France

Affaire Lyhanna : Les manifestants promettent de maintenir la pression.

Plus d’un millier de personnes se sont rassemblées lundi soir devant le ministère de la Justice à Paris pour dénoncer les violences sexuelles et les défaillances révélées par l’affaire Lyhanna. Une pétition en ligne en faveur de la loi intégrale approche les 300.000 signatures.

La mobilisation prend de l’ampleur. Lundi soir, plus d’un millier de personnes se sont réunies devant le ministère de la Justice à Paris, ainsi que dans plusieurs autres villes françaises, pour dénoncer les violences sexuelles et les lacunes révélées par l’affaire Lyhanna. Les manifestants, déterminés, promettent de revenir « tous les lundis ».

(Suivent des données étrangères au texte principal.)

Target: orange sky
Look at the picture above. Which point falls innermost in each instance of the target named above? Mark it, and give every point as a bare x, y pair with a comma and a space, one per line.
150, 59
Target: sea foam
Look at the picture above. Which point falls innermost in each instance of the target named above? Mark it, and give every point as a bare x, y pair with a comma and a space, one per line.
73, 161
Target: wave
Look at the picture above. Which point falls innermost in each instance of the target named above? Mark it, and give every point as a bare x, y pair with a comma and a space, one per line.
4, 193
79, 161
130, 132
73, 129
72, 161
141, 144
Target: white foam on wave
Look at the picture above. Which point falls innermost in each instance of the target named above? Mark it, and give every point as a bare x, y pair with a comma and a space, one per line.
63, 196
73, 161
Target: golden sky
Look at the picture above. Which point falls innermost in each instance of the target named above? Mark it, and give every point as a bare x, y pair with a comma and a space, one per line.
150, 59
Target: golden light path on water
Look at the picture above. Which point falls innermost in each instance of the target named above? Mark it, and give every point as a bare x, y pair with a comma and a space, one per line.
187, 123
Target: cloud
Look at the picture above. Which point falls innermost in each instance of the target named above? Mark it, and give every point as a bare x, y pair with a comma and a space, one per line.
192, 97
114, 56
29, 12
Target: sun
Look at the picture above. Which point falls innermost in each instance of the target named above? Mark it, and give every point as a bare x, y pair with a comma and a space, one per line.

Vers 19 heures, la foule parisienne, calme mais résolue, scandait : « 160.000 enfants (victimes chaque année de violences sexuelles), que faites-vous ? ». Des pancartes portaient les slogans « Pas d’excuses pour les prédateurs » ou encore « Prenons les enfants au sérieux ». Dans un cortège hétéroclite, escorté par un important dispositif policier, les slogans ont également visé le garde des Sceaux : « Darmanin démission ».

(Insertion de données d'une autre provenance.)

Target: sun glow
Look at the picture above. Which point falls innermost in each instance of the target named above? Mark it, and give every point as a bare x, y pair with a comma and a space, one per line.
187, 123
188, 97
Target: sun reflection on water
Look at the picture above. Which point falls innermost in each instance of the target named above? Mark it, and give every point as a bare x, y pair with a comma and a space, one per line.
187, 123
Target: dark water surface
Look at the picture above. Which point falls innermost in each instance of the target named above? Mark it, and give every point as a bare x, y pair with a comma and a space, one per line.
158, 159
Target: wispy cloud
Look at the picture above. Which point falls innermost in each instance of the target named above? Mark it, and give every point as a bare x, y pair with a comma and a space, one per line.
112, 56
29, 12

Une mobilisation qui veut perdurer

A l’origine de ces rassemblements, une large coalition féministe et de défense des enfants, réunissant 150 associations et syndicats. Celle-ci appelait à se mobiliser devant « tous les tribunaux » du pays. L’objectif est clair : obtenir un débat politique rapide. « Nous exigeons une loi intégrale, avec des moyens », a affirmé Solène Podevin, présidente de l’association Face à l’inceste. La pression va se poursuivre. « La mobilisation continuera tant que l’examen de cette loi ne sera pas inscrit à l’agenda » parlementaire, a-t-elle prévenu. Ce texte, déposé fin 2025 et cosigné par une centaine de députés, n’a jamais été examiné. Il comprend 79 articles et vise à revoir en profondeur la réponse aux violences sexuelles, dans la justice, la police, la santé ou encore la protection de l’enfance.

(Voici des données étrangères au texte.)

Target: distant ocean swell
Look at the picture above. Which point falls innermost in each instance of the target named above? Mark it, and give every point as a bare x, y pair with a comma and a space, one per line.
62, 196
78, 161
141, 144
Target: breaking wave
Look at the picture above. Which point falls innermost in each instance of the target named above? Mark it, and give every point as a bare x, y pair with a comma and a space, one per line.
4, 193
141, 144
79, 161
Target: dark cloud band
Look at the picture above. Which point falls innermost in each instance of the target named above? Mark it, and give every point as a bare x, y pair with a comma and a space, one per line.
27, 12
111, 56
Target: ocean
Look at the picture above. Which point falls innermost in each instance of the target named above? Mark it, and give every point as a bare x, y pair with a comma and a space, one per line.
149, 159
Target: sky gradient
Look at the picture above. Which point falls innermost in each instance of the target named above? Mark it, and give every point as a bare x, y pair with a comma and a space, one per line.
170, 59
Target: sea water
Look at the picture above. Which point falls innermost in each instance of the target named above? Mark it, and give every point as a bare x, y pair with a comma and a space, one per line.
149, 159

Des témoignages empreints de colère

Au sein des cortèges, les témoignages s’enchaînent. Séverine Kanefeyer, 52 ans, est venue « demander à Darmanin de réagir ». Elle raconte une enfance marquée par la violence : « Mon père a toujours été très violent, j’ai vécu toute mon enfance sous les coups ». Pour elle, l’affaire Lyhanna a ravivé de vieux traumatismes. Laurence Charrier, 56 ans, ressent également une indignation face au nombre de victimes découvertes. « Il faut un vrai changement, pas un pansement sur une jambe de bois », insiste cette gestionnaire administrative. Dans d’autres villes aussi, la mobilisation est forte. Des centaines de personnes se sont rassemblées à Bordeaux, Toulouse ou encore Lille. Une pétition en ligne en faveur de la loi intégrale approche les 300.000 signatures.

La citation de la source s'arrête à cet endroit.